Topological Mott Insulator at Quarter Filling in the Interacting Haldane Model

TL;DR

This paper demonstrates that strong interactions in the Haldane model at quarter filling induce a ferromagnetic topological Mott insulator with a non-zero Chern number, expanding topological classification to correlated systems.

Contribution

It introduces a novel topological phase in the interacting Haldane model at quarter filling, showing the emergence of a ferromagnetic topological Mott insulator with a Chern number of one.

Findings

Large interactions induce a topological Mott insulator.

The phase exhibits ferromagnetism and non-zero Chern number.

Results are confirmed analytically and numerically.

Abstract

While the recent advances in topology have led to a classification scheme for electronic bands described by the standard theory of metals, a similar scheme has not emerged for strongly correlated systems such as Mott insulators in which a partially filled band carries no current.
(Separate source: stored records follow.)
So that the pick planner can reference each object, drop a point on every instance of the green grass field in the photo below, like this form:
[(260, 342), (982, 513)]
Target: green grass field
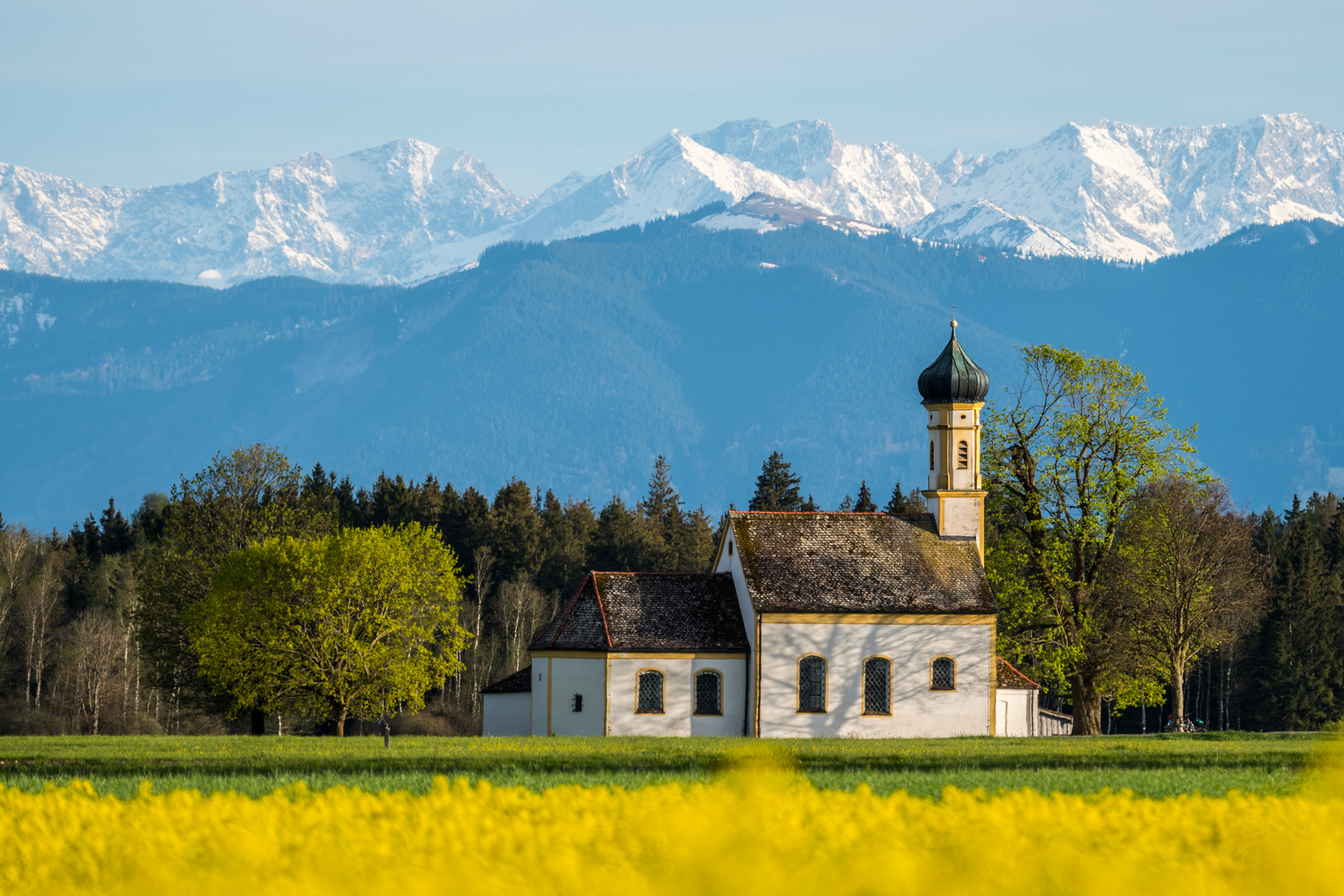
[(1152, 766)]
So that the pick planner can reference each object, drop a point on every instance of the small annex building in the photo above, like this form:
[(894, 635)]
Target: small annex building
[(866, 625)]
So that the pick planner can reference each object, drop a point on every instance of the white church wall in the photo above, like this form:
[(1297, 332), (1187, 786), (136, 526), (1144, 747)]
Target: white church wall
[(507, 715), (730, 561), (916, 709), (585, 677), (555, 680), (1016, 712), (676, 718), (962, 516)]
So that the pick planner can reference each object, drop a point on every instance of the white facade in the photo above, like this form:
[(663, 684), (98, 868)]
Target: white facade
[(555, 684), (507, 715), (608, 685), (678, 716), (916, 709)]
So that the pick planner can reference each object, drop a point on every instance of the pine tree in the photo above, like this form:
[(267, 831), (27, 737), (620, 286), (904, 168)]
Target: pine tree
[(117, 535), (901, 503), (620, 542), (777, 486), (661, 511), (1298, 660)]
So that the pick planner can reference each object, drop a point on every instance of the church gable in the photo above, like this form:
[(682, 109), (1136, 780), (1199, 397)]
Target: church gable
[(648, 611), (672, 611), (858, 563)]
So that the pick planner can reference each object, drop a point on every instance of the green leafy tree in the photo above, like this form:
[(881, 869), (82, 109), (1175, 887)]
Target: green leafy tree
[(353, 624), (245, 496), (777, 486), (1069, 450), (1298, 665), (1194, 575)]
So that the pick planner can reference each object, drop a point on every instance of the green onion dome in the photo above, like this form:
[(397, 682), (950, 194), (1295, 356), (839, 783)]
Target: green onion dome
[(953, 377)]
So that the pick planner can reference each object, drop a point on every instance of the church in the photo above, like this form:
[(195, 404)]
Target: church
[(856, 625)]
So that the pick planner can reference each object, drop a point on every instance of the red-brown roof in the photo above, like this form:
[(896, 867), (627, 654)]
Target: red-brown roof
[(1010, 677)]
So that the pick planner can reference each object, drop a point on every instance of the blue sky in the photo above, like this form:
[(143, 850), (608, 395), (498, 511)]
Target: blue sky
[(138, 93)]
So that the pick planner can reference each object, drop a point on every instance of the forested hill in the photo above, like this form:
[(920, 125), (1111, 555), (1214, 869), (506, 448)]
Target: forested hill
[(574, 364)]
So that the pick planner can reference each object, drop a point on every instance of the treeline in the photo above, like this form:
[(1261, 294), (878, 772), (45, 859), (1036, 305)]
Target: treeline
[(1277, 663), (91, 635), (1202, 616)]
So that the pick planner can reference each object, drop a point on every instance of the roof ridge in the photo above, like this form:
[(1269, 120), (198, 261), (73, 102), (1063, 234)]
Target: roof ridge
[(570, 609), (1016, 670), (601, 611), (645, 572)]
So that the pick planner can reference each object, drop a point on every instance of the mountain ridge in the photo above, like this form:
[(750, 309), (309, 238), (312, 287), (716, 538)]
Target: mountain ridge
[(407, 212)]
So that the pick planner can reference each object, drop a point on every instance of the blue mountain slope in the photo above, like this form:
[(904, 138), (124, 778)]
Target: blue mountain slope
[(574, 364)]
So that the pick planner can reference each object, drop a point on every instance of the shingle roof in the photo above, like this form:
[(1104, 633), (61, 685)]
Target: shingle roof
[(856, 563), (1010, 677), (650, 611), (518, 683)]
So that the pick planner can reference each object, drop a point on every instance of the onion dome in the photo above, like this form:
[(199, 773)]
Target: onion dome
[(953, 377)]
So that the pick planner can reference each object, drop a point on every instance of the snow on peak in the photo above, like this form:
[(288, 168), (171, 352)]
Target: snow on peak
[(407, 210)]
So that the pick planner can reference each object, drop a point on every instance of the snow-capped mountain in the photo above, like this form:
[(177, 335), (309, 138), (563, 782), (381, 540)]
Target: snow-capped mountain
[(984, 223), (362, 218), (407, 212), (1137, 193)]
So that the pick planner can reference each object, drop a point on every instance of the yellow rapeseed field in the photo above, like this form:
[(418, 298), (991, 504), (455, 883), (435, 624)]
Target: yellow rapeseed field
[(760, 829)]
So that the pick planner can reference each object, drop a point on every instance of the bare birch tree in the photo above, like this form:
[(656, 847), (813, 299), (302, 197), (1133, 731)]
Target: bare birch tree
[(95, 649), (39, 607), (17, 557), (520, 610)]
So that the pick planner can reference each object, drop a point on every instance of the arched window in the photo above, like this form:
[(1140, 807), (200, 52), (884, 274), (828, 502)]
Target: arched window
[(812, 684), (942, 674), (709, 694), (877, 687), (650, 692)]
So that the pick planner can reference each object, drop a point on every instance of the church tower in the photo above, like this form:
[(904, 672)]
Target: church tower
[(953, 388)]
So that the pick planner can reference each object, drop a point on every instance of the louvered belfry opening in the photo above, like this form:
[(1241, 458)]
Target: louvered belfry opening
[(877, 687), (650, 691), (709, 700), (944, 674), (812, 684)]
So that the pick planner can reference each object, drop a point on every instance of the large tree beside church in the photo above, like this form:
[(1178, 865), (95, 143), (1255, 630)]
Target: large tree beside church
[(1069, 450)]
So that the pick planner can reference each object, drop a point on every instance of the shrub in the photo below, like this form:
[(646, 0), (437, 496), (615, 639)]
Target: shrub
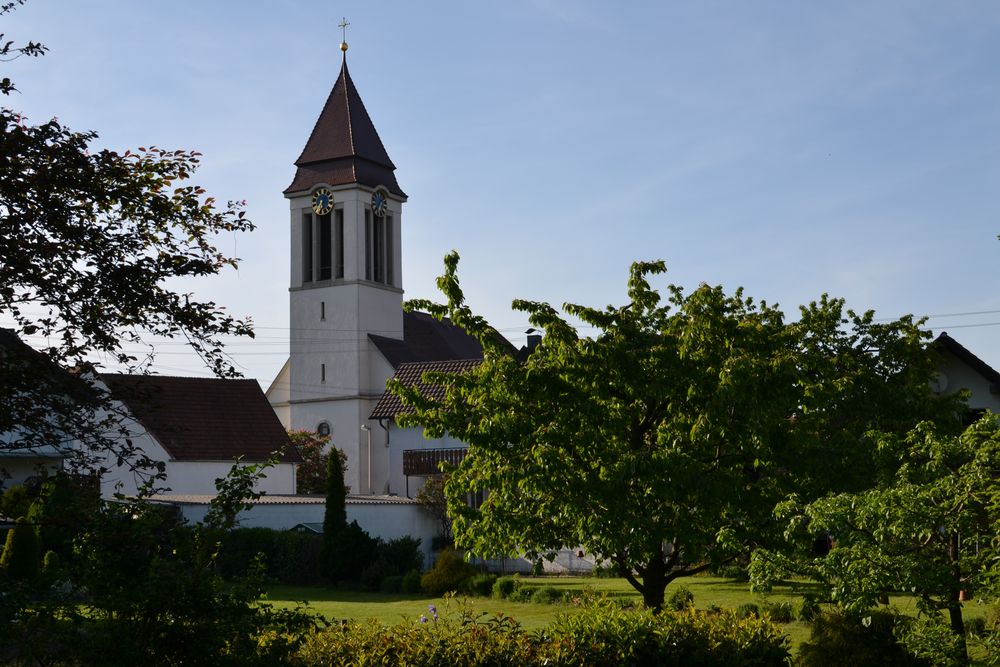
[(288, 557), (837, 638), (448, 574), (402, 554), (680, 599), (780, 612), (411, 582), (545, 595), (480, 584)]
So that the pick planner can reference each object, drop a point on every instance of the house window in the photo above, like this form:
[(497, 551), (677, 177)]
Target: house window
[(307, 247), (338, 248), (368, 245), (378, 248)]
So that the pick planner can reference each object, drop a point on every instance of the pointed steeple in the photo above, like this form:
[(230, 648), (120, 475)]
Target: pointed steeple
[(344, 146)]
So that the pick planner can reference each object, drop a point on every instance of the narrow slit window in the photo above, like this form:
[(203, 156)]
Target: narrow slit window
[(325, 247), (338, 247), (368, 245), (390, 262)]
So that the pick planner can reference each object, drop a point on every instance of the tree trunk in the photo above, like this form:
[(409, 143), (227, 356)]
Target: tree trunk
[(954, 603), (654, 583)]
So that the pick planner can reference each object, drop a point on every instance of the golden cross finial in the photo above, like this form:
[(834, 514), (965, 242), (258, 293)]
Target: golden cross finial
[(343, 27)]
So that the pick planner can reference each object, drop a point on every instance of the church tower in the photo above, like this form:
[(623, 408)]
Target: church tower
[(346, 280)]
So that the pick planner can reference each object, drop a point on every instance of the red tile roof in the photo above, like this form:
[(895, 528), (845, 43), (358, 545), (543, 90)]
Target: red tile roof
[(204, 419), (427, 339), (344, 146), (411, 375)]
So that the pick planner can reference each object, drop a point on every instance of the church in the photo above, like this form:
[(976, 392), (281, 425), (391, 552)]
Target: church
[(348, 331)]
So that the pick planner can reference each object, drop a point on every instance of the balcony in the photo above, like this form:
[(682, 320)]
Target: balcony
[(425, 462)]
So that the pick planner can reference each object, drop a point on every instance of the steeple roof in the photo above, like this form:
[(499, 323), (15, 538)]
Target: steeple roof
[(344, 146)]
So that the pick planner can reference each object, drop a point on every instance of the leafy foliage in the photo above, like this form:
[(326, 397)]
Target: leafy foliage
[(664, 440), (310, 476)]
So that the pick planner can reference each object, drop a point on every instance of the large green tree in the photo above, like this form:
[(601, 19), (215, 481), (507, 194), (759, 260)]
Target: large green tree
[(92, 241), (926, 527), (662, 441)]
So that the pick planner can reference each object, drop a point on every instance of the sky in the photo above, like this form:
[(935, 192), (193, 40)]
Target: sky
[(792, 148)]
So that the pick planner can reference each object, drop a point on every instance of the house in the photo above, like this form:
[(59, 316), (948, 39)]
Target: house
[(197, 427), (348, 331), (961, 369)]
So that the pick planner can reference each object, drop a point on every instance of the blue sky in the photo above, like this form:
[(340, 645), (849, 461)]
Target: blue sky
[(793, 148)]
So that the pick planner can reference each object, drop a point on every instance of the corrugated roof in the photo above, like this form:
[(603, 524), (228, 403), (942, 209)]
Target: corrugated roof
[(971, 360), (204, 419), (282, 499), (411, 375), (427, 339), (344, 146)]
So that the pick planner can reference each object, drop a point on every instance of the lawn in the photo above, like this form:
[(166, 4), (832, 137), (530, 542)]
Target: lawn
[(385, 608)]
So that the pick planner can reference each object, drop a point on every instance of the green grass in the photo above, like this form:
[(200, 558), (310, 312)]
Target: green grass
[(726, 593)]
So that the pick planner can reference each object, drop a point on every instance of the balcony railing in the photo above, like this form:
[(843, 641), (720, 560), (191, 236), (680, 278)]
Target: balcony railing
[(423, 462)]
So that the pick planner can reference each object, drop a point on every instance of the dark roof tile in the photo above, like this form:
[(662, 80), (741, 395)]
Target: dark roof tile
[(344, 146), (204, 419)]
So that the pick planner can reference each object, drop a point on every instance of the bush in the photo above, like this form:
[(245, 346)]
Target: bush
[(21, 553), (545, 595), (680, 599), (503, 587), (480, 585), (449, 574), (521, 594), (392, 584), (780, 612), (598, 635), (837, 638), (411, 582), (289, 557), (371, 578)]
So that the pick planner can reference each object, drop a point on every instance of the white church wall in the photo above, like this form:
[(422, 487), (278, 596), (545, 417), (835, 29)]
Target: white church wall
[(958, 376)]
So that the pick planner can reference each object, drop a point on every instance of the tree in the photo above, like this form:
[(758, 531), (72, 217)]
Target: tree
[(926, 528), (310, 477), (91, 240), (663, 442)]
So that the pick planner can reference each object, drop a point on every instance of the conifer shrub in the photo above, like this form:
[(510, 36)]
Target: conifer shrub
[(602, 634), (545, 595), (480, 585), (449, 573), (20, 559), (411, 582), (680, 599)]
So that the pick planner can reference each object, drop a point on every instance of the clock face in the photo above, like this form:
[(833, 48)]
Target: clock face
[(322, 201), (379, 203)]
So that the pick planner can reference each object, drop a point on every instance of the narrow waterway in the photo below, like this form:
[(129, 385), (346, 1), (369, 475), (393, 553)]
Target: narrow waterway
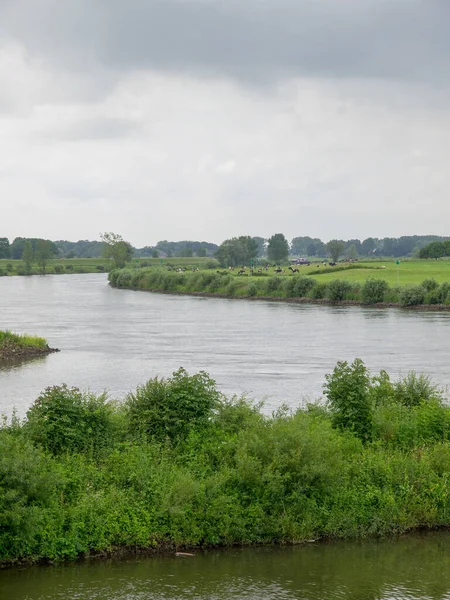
[(115, 339), (415, 567)]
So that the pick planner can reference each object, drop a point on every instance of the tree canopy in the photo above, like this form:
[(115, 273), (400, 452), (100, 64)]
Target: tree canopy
[(277, 248)]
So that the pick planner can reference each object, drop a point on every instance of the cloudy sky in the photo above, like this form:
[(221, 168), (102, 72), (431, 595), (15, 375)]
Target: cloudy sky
[(206, 119)]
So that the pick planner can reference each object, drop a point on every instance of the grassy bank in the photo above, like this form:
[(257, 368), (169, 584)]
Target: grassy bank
[(175, 464), (68, 266), (13, 345), (267, 285)]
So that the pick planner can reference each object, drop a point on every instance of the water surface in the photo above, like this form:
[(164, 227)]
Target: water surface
[(115, 339)]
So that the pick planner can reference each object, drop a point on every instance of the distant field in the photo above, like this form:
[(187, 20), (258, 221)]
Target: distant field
[(409, 272)]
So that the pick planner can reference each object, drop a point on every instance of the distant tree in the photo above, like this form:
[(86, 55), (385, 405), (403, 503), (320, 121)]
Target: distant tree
[(368, 246), (28, 256), (43, 253), (5, 251), (260, 246), (237, 251), (352, 252), (278, 248), (116, 248), (335, 249)]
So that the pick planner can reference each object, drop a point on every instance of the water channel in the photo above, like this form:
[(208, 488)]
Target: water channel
[(115, 339), (409, 568)]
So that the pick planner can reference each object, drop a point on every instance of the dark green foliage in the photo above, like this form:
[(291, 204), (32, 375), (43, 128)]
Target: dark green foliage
[(337, 289), (414, 389), (373, 291), (413, 295), (65, 419), (171, 408), (348, 392)]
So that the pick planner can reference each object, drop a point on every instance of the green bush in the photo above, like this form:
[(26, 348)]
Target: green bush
[(273, 284), (252, 289), (337, 289), (414, 389), (170, 408), (429, 285), (412, 295), (64, 419), (348, 392), (373, 291)]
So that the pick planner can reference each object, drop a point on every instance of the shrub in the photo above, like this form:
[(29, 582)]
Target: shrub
[(252, 289), (273, 284), (373, 291), (319, 291), (337, 289), (348, 392), (429, 284), (64, 419), (414, 388), (412, 295), (171, 408)]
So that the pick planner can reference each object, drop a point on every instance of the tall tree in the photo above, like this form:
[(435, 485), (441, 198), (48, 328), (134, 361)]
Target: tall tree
[(278, 248), (335, 249), (116, 248), (28, 256)]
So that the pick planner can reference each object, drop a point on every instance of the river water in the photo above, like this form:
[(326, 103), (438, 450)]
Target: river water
[(115, 339), (410, 568)]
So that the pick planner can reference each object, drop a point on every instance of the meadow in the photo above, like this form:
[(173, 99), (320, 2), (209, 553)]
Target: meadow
[(420, 283)]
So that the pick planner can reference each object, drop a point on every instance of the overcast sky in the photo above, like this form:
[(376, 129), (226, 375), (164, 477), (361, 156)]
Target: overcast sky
[(207, 119)]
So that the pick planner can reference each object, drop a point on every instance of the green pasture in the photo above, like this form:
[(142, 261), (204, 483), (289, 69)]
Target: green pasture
[(409, 272)]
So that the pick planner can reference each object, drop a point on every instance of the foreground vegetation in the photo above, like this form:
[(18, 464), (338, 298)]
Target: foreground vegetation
[(13, 345), (175, 464), (363, 284)]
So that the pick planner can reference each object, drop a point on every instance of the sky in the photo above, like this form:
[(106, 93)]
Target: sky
[(209, 119)]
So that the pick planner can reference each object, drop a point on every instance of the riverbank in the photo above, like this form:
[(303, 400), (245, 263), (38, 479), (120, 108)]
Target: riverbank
[(14, 346), (175, 465), (429, 295)]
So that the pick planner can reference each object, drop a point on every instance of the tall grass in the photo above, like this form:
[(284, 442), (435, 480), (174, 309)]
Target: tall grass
[(9, 338), (371, 291), (81, 474)]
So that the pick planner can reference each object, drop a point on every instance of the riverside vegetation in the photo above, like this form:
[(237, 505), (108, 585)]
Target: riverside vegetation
[(312, 287), (178, 465), (13, 345)]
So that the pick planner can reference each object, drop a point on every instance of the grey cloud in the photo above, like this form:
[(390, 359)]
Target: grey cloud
[(248, 39)]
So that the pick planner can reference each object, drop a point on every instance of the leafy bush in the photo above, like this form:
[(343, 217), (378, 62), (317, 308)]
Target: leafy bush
[(412, 295), (170, 408), (348, 392), (252, 290), (64, 419), (429, 284), (414, 388), (373, 291), (337, 289), (273, 284)]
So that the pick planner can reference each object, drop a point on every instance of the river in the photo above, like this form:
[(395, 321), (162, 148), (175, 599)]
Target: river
[(115, 339), (414, 567)]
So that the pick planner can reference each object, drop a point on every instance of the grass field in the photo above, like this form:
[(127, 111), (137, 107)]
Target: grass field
[(409, 272)]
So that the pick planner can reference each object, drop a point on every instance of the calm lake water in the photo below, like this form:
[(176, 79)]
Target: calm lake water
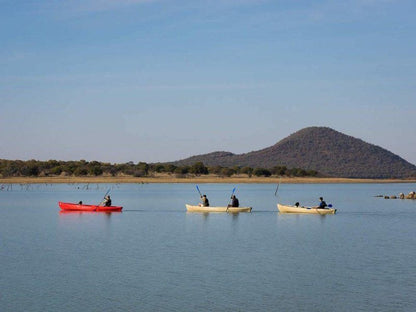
[(156, 257)]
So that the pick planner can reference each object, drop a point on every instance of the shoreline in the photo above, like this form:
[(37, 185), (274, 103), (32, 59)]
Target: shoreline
[(196, 179)]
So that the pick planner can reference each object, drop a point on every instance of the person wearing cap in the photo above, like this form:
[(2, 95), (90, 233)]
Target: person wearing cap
[(322, 204), (205, 201), (234, 202), (107, 201)]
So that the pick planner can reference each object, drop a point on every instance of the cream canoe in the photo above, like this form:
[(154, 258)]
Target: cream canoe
[(192, 208), (294, 209)]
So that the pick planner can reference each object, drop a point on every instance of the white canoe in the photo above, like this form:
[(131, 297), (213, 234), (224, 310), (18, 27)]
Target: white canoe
[(192, 208), (294, 209)]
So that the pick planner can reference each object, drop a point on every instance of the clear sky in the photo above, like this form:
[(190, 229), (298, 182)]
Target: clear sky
[(143, 80)]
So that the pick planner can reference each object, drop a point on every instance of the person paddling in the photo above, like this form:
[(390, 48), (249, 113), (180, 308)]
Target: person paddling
[(205, 201), (234, 202), (322, 204), (107, 201)]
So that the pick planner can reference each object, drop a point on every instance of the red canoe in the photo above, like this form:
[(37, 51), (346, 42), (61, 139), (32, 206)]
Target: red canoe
[(78, 207)]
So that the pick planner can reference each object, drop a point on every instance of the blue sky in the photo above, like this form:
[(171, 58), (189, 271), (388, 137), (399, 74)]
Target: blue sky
[(137, 80)]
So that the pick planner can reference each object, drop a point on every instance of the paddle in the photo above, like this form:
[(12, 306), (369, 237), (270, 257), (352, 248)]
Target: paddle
[(230, 199), (277, 188)]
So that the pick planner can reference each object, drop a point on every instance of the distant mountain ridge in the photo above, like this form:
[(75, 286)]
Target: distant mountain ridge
[(318, 148)]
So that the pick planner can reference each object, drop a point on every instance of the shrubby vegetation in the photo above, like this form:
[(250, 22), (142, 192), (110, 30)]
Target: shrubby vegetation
[(35, 168)]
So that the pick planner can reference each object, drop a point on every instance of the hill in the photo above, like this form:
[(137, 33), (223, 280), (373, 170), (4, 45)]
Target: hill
[(318, 148)]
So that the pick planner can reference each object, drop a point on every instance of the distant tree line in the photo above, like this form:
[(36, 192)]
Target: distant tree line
[(35, 168)]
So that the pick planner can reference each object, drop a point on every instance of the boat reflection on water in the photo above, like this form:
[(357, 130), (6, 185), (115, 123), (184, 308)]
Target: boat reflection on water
[(75, 212)]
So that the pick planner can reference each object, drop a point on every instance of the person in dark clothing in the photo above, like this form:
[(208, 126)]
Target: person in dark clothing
[(234, 202), (322, 204), (205, 201)]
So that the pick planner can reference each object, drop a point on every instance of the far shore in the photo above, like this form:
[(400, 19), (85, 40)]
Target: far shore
[(163, 178)]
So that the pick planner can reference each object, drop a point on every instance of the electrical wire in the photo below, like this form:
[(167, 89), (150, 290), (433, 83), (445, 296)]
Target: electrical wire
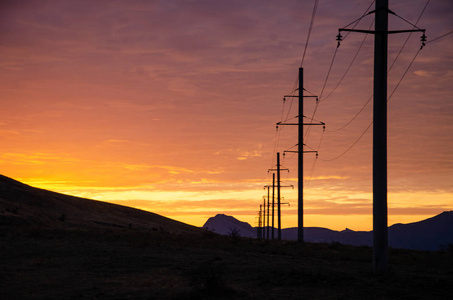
[(439, 37), (313, 14), (363, 133), (390, 68)]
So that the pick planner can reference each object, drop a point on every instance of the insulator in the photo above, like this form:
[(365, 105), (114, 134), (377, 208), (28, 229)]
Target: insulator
[(423, 37)]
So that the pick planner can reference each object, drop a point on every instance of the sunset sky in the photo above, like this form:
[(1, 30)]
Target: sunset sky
[(171, 106)]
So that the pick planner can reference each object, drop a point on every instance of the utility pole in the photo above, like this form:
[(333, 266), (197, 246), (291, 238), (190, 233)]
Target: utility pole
[(300, 156), (273, 203), (380, 231), (279, 222), (259, 232), (380, 211), (300, 162), (268, 207), (279, 232), (264, 217)]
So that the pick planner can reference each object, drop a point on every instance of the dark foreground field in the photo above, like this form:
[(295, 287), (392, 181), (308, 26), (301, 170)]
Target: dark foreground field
[(130, 264), (55, 246)]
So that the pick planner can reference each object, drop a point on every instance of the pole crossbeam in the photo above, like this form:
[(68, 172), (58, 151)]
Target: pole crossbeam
[(380, 209), (309, 124), (382, 32)]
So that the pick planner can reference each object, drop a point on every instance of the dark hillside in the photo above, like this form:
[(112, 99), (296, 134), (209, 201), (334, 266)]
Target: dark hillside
[(93, 253), (21, 204)]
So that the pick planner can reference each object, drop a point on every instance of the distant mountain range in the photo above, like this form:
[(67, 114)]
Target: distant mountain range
[(430, 234)]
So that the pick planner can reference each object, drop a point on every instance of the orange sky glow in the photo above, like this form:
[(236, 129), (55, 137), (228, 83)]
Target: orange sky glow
[(171, 106)]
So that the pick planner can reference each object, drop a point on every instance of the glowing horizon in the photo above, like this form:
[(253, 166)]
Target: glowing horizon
[(171, 107)]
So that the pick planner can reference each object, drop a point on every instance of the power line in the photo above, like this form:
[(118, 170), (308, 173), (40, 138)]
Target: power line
[(313, 14), (391, 66), (363, 133), (444, 35)]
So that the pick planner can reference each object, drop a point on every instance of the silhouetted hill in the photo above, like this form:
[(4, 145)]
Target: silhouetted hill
[(23, 205), (430, 234), (223, 224), (54, 246)]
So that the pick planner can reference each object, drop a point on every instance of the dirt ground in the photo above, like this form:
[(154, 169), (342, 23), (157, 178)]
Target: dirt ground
[(132, 264)]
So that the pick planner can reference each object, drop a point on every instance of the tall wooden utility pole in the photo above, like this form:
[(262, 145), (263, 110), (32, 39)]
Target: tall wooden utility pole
[(273, 203), (279, 186), (300, 151), (279, 215), (300, 164), (380, 231)]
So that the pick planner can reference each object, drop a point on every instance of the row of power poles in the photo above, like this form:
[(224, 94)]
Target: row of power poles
[(380, 235)]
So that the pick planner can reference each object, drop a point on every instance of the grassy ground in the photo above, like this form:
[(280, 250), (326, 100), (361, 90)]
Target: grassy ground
[(132, 264)]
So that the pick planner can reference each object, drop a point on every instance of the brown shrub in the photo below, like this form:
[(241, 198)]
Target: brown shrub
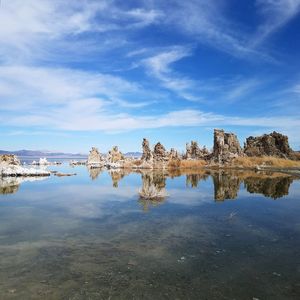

By including interactions in the topologically non-trivial Haldane model, we show that a quarter-filled state emerges with a non-zero Chern number provided the interactions are sufficiently large. We first motivate this result on physical grounds and then by two methods: analytically by solving exactly a model in which interactions are local in momentum space and then numerically through the corresponding Hubbard model. All methods yield the same result: For sufficiently large interaction strengths, the quarter-filled Haldane model is a ferromagnetic topological Mott insulator with a Chern number of unity. Possible experimental realizations in cold-atom and solid state systems are discussed.